Continuing National Trend, Appeals Court Rejects Oklahoma School Drug Testing Policy
FOR IMMEDIATE RELEASE
Thursday, March 22, 2001
DENVER–In the latest in a series of federal and state court victories, an appeals court here struck down as unconstitutional an Oklahoma school district’s urine drug testing policy, signaling a growing reluctance to permit such invasive searches of students.
The American Civil Liberties Union, which brought the case on behalf of two students at Tecumseh High School and which has been successful in similar cases, said today that this and other recent victories show that the “tide has turned” against school drug testing.
“Pediatricians and social workers oppose drug testing because it actually fails to prevent drug abuse,” said Graham Boyd, Director of the ACLU’s Drug Policy Litigation Project, who argued today’s case before the appeals court. “Now the courts are making clear that broad drug testing also violates students’ rights.”
At issue in the Oklahoma case was a policy that required a urine test of all students in grades 7-12 who sign up for non-athletic extracurricular activities. The ACLU brought the case on behalf of sisters Lindsay and Lacey Earls and Daniel James, all of Tecumseh — a small town 30 miles southeast of Oklahoma City — who said that being shut out of activities like Quiz Bowl and choir would mean a poor showing on their college applications.
In striking down the Oklahoma policy, a 2-1 majority of the 10th Circuit Court of Appeals here said “we do not believe that voluntary participation in an activity, without more, should reduce a student’s expectation of privacy in his or her body.”
Earlier this month, a federal district court in Texas struck down a school district’s mandatory drug testing policy — the first of its kind in the nation to apply to every student — in a case brought by the ACLU on behalf of Larry Tannahill and his 12-year-old son Brady against the Lockney Unified School District.
That same court rejected a similar policy on December 7, 2000, in a case originating out of Tulia, Texas. The Tulia case has been appealed to the Fifth Circuit Court; school officials in the ACLU case in Lockney have vowed to appeal to that court as well.

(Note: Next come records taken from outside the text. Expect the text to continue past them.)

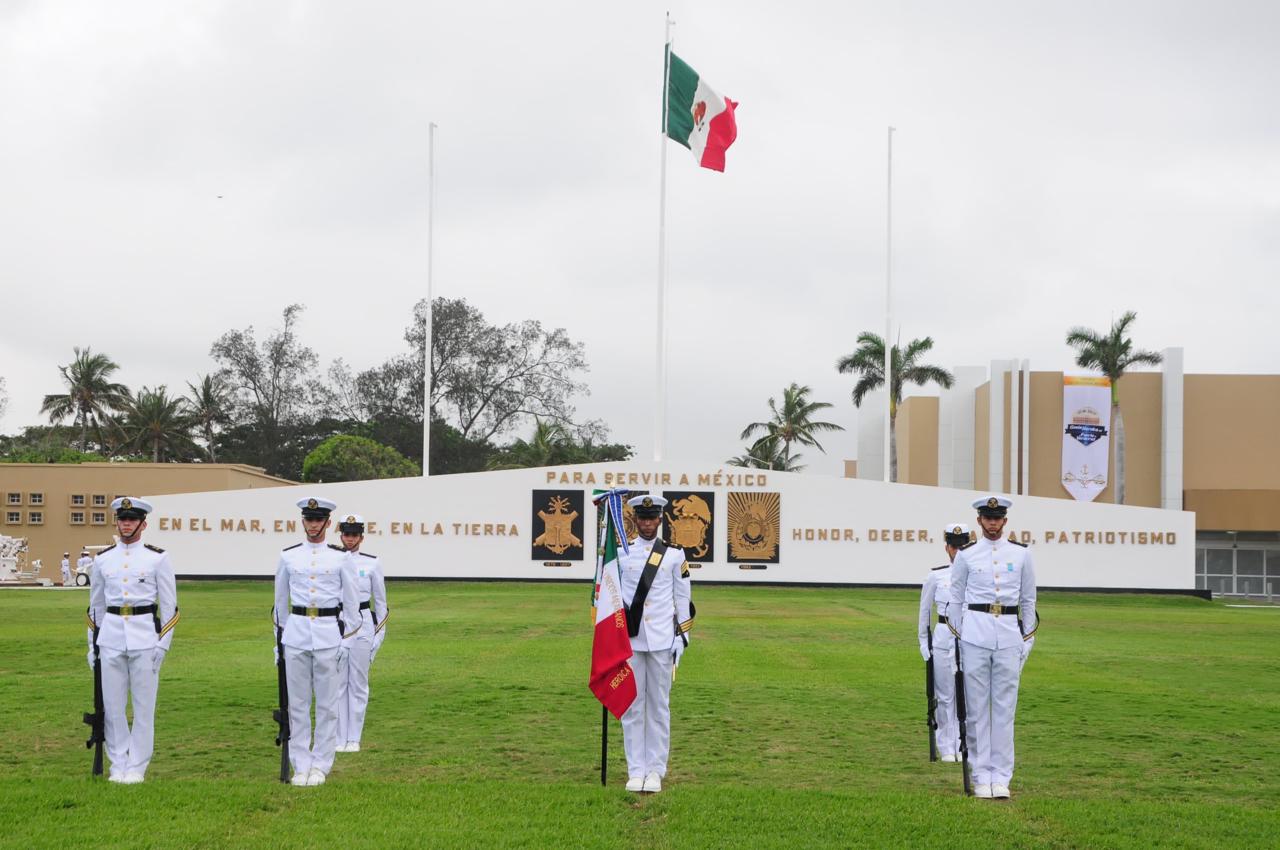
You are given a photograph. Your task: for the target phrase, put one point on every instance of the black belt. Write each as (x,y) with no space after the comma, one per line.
(128,611)
(314,612)
(996,609)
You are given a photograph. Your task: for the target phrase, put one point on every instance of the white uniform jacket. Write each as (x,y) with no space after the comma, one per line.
(986,572)
(371,590)
(316,576)
(667,606)
(935,593)
(127,576)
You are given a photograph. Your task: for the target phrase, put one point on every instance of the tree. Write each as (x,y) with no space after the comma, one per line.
(269,385)
(792,423)
(209,405)
(487,379)
(1111,353)
(158,423)
(91,396)
(767,455)
(868,364)
(355,458)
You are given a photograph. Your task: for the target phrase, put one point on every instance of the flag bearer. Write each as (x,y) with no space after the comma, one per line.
(659,615)
(132,611)
(993,612)
(371,593)
(315,601)
(940,644)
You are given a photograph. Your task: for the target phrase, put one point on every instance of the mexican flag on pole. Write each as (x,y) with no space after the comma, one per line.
(696,117)
(612,680)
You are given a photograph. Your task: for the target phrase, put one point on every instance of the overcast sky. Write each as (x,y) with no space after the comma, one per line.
(170,170)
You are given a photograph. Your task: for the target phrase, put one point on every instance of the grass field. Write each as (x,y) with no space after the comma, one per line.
(798,721)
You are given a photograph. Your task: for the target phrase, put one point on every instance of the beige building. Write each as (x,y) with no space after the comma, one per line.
(1203,443)
(64,507)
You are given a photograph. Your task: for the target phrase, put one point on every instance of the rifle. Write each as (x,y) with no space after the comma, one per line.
(931,712)
(960,717)
(282,714)
(96,721)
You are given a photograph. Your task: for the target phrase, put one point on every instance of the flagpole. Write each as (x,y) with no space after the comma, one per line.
(430,295)
(659,430)
(888,312)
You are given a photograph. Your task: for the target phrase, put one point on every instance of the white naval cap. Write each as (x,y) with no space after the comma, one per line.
(316,508)
(351,519)
(647,506)
(131,506)
(992,506)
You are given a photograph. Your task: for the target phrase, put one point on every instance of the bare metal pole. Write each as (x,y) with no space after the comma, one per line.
(888,311)
(430,295)
(659,429)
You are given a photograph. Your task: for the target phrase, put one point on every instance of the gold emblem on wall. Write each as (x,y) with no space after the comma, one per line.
(690,524)
(754,526)
(560,512)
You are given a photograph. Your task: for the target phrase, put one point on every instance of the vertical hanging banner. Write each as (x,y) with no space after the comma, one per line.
(1086,435)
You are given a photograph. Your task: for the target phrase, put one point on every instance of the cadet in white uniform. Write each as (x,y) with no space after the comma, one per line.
(132,611)
(315,601)
(371,592)
(940,643)
(659,615)
(993,611)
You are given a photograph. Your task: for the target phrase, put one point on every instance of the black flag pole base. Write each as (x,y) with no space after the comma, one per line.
(604,745)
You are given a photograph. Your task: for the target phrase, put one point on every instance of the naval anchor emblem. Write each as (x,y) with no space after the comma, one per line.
(754,526)
(561,515)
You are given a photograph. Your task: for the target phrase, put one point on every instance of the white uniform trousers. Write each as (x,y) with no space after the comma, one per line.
(991,700)
(312,671)
(647,725)
(944,690)
(353,689)
(124,673)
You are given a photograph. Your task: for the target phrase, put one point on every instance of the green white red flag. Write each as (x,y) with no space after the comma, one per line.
(696,117)
(612,679)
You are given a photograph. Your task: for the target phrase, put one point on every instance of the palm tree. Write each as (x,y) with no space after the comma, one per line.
(158,421)
(767,455)
(209,405)
(792,423)
(91,397)
(547,447)
(868,362)
(1111,355)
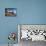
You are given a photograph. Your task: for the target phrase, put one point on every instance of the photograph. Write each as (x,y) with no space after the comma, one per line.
(10,11)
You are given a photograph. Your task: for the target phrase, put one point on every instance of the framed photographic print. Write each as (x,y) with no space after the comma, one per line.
(10,11)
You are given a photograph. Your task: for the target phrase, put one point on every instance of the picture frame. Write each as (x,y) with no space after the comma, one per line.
(10,12)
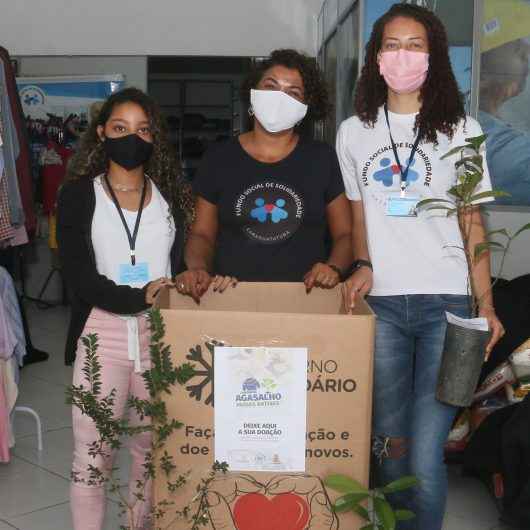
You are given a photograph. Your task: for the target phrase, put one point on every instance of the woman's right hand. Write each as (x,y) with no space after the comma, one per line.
(155,286)
(196,282)
(357,285)
(193,283)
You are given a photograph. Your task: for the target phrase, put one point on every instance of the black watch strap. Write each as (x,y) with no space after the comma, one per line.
(335,268)
(363,263)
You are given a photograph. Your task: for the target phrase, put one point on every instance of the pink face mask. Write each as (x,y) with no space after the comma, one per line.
(404,71)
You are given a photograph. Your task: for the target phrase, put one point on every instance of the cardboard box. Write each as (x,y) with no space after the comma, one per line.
(339,402)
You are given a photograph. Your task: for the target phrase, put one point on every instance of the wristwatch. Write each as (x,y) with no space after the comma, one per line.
(336,269)
(363,263)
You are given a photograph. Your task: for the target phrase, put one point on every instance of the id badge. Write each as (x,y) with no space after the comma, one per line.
(134,274)
(402,206)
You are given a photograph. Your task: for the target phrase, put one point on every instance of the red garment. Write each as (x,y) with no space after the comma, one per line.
(23,163)
(53,174)
(6,230)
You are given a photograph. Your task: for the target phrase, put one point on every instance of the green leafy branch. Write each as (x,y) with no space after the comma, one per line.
(463,201)
(371,505)
(159,380)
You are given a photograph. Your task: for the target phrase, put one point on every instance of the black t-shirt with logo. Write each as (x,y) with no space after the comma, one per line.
(272,216)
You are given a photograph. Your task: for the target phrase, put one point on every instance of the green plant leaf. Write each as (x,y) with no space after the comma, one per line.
(521,230)
(344,484)
(485,246)
(477,141)
(403,483)
(501,231)
(362,511)
(472,162)
(455,150)
(385,514)
(404,515)
(349,501)
(488,194)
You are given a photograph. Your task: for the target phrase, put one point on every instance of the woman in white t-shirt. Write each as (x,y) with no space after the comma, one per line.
(120,225)
(409,113)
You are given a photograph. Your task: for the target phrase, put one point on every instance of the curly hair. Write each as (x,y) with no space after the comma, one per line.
(90,160)
(315,89)
(442,106)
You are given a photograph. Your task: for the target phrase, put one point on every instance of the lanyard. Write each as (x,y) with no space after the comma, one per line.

State courts in Indiana, Oregon, New Jersey and Pennsylvania have also recently rejected suspicionless drug testing of students, and school districts in Maryland, Washington and elsewhere have discontinued such policies when confronted with challenges.
Experts in the fields of medicine and social science agree that school drug testing policies like Tecumseh’s are the wrong approach to preventing drug use.
In a friend-of-the-court brief filed in support of the Oklahoma students, the American Academy of Pediatrics, the American Public Health Association, and the National Association of Social Workers said that “Tecumseh’s policy does far more harm than good to the community’s young people — rendering them, for example, more likely to drop out of school, less likely to be admitted to college, more likely to become involved with crime, and more likely to use drugs.”
Boyd noted that recent court cases involving challenges to drug testing of pregnant women and welfare applicants have also been met with skepticism by the courts. Just yesterday, for example, the United States Supreme Court struck down a South Carolina policy that subjected pregnant women to surreptitious drug screens of their urine, the results of which were turned over to law enforcement authorities.